Estimating the Number of Individuals in the U.S. Without Health Insurance. Adjusting for SCHIP

01/31/2005

In 1998, the State Children’s Health Insurance Program (SCHIP) was implemented, and since then has become a growing source of coverage for children. In March 2001, the CPS added a question to measure coverage under SCHIP.8 As with the verification question, the methodology mimicked the effect of the new SCHIP question as if it has been asked in 1999 and 2000, which was to lower Medicaid counts slightly (under a half million), trivially affect the uninsured. It should be noted that the SCHIP adjustment referred to here is not an “undercount” adjustment. SCHIP coverage was not imputed to levels found in the program itself, but was imputed to levels consistent with the amount found on the March 2001 and 2002 CPS files in order to mimic the effect of having the question present in the survey from the start of the SCHIP program. That is, given that the March 2001 CPS found approximately 80% of the actual SCHIP enrollment from CY 2000,9 we impute approximately 80% of SCHIP for CY 1999 and 1998 onto the March 2000 and March 1999 files.

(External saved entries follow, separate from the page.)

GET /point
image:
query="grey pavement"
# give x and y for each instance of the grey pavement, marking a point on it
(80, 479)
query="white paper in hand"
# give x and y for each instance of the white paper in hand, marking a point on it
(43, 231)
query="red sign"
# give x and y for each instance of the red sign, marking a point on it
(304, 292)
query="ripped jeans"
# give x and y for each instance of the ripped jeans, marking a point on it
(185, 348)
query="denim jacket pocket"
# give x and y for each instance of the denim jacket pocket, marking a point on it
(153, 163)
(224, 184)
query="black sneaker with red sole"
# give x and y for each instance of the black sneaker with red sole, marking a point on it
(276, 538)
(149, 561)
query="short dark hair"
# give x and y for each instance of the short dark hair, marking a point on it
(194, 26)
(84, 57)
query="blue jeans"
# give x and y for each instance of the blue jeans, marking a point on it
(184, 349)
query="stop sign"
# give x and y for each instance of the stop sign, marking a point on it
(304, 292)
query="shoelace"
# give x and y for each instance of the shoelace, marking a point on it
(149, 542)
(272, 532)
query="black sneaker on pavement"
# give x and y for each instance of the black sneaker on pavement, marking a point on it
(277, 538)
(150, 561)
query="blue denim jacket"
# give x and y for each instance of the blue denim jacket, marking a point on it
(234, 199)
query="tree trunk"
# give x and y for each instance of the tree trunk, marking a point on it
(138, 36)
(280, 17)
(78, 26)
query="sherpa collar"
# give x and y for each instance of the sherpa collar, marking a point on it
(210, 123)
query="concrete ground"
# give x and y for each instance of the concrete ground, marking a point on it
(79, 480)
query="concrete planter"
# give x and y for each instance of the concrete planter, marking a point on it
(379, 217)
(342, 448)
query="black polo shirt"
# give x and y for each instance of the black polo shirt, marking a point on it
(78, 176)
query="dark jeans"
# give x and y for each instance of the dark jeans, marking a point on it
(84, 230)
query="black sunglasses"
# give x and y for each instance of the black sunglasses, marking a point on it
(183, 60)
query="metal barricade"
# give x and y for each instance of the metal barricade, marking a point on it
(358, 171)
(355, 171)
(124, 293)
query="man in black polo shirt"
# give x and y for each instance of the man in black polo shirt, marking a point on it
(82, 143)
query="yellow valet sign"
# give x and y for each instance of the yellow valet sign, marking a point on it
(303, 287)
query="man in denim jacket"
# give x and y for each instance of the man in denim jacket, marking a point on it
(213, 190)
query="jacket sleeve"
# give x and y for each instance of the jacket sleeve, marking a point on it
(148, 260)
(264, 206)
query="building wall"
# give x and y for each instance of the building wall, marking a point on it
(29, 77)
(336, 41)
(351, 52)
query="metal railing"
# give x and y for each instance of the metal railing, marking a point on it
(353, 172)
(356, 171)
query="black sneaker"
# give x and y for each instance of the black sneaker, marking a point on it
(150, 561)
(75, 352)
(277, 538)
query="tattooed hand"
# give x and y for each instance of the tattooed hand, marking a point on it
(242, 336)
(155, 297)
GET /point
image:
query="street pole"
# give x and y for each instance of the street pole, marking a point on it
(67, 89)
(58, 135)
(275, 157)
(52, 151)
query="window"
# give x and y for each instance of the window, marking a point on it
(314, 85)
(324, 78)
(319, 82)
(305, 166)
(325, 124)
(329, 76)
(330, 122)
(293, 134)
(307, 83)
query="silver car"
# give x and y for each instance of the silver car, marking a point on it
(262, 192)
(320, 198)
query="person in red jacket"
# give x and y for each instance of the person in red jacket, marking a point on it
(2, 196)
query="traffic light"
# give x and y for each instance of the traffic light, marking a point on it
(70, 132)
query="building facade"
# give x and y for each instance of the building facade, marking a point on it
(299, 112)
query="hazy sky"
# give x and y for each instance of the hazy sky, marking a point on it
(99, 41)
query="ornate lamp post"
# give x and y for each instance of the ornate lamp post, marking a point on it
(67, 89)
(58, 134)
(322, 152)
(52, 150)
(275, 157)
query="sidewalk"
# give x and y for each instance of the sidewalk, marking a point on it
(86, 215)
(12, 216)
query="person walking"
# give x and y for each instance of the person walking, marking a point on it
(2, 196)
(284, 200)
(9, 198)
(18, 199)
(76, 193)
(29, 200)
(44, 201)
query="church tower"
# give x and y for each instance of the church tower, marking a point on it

From 2004 ASEC Questionnaire: “In (state) the (fill state CHIP program name) program (also) helps families get health insurance for CHILDREN. (Just to be sure,) Were any of the children in this household covered by that program?” READ IF NECESSARY: “(fill in state CHIP program name) is the name of the (state’s) CHIP program. It is the same as Children’s Health Insurance Program, which helps pay for children’s health care.”

SCHIP counts on the March 2001 CPS were 69% of program counts (CMS) for FFY00, and 87% of the December 2000 point in time count according to the Kaiser Family Foundation. An average of these was used to compute the target for March 2000 and March 1999, based on FFY99, FFY98, and Dec 1999 and Dec 1998 numbers.